The more I want the fish, the less I enjoy the fishing. Enjoying the fishing requires getting lost in the process—the river’s surface that shifts like melting glass, the midges hovering in uninterpretable patterns, the infinite shades of light blended with shadow, the constant white noise of the current. The fish becomes a totem rather than a goal, a symbol that emerges through integration.

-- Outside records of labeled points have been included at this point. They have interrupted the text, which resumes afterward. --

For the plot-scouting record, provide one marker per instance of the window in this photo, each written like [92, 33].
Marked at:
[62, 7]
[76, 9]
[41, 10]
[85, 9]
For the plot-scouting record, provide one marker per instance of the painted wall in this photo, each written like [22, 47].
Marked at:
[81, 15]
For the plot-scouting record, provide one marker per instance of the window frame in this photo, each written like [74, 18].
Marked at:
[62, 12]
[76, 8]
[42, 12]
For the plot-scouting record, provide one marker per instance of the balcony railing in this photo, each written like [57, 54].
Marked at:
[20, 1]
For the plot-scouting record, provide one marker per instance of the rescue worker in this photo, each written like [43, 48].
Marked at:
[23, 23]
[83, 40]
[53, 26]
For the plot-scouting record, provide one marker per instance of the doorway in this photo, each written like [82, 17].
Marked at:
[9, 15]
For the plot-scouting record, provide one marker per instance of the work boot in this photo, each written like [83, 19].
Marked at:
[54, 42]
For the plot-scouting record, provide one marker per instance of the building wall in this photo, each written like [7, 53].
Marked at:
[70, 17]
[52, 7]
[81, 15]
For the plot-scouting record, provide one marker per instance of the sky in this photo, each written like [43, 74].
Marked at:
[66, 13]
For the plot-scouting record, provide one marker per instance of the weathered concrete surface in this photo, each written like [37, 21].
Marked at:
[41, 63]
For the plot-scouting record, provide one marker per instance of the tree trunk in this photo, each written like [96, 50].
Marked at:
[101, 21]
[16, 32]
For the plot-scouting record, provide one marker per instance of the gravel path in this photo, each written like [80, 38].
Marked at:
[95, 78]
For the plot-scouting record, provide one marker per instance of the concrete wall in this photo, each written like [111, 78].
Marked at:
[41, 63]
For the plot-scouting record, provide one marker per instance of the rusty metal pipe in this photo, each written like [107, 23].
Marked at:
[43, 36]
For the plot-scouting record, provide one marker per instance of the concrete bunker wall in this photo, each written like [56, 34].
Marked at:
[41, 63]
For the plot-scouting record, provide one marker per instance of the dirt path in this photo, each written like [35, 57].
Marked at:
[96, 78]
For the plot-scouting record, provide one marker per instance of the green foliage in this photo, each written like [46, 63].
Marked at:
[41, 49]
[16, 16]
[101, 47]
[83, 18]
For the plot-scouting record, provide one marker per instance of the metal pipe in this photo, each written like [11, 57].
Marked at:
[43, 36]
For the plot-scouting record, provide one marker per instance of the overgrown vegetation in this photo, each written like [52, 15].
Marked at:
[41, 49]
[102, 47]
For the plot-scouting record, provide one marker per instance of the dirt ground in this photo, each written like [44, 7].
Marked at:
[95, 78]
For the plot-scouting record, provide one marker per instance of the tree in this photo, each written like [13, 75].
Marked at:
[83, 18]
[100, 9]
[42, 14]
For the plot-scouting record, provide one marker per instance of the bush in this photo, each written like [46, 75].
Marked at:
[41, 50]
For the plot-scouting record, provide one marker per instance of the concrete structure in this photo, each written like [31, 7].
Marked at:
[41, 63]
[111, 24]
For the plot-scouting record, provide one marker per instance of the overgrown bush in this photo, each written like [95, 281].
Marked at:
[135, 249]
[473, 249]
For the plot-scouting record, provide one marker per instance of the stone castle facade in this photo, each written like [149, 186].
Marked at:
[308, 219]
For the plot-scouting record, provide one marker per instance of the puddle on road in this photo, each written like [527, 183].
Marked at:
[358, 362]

In those interludes of transcendence, the parts of us that are marred and hardened are subsumed by the present. Presence is a means to free ourselves from the cycle of trauma and healing, damage and restoration, by giving us a glimpse of a different state: just being. Then, for a moment laid bare, we can accept and begin from what and where we are. 

Another day on the McCloud, having sweat through my shirt and steamed in my waders during a sun-soaked morning, I napped on the riverbank then sat with Kristin in a shallow, chilly pool shaded by a lone tree. Once the sun lowered beyond the canyon wall, I hooked a big rainbow at the end of a long run and tussled with it in the late-afternoon shade. I reached for my net once I had backed the fish into the shallows. I inched toward it, keeping side pressure with my rod—an old 6-weight Winston that I had chosen instead of the Hardy—as I closed the gap. It shook its head, but I kept pressure. It was just at my feet. It shook again, the tension left the line and the fish vanished into the dark blue bottom.

“Fuck,” I rumbled, raising my rod. But I stopped and lowered it to my side. 

A little later Kristin and I moved downriver and descended a rocky outcropping above a quick current. As we came to the edge of the water, we saw a fish rise along a bubble line. Then we saw another. There was only one good perch on the rocks, so we took turns fishing. Kristin cast and her fly drifted past us. She cast again a little farther out.

“Got him,” she said, raising the rod.

She played the fish while I skipped down the rocks to help land it below. I laid on my belly to reach the water, stretched my arm and scooped the fish into my net. It was a thick rainbow with carmine gill plates and even black spots extending down past its pink lateral line. But its jaw on one side was deformed, so the upper part was dislodged and stuck to the bottom, preventing it from closing its lips. I couldn’t tell if the disfigurement was congenital or from an old wound, but it hadn’t kept it from eating.

“You caught the ugliest fish in the river,” I said with a grin, lifting the fish up for a moment. Kristin beamed. It was a good fish, imperfect yet beautiful, like my dad’s porcelain collection—broken and healed, damaged and restored, marked by scars and rough edges, but also made complete by them.   


This article first appeared in Volume Thirteen, Issue Two of The Flyfish Journal.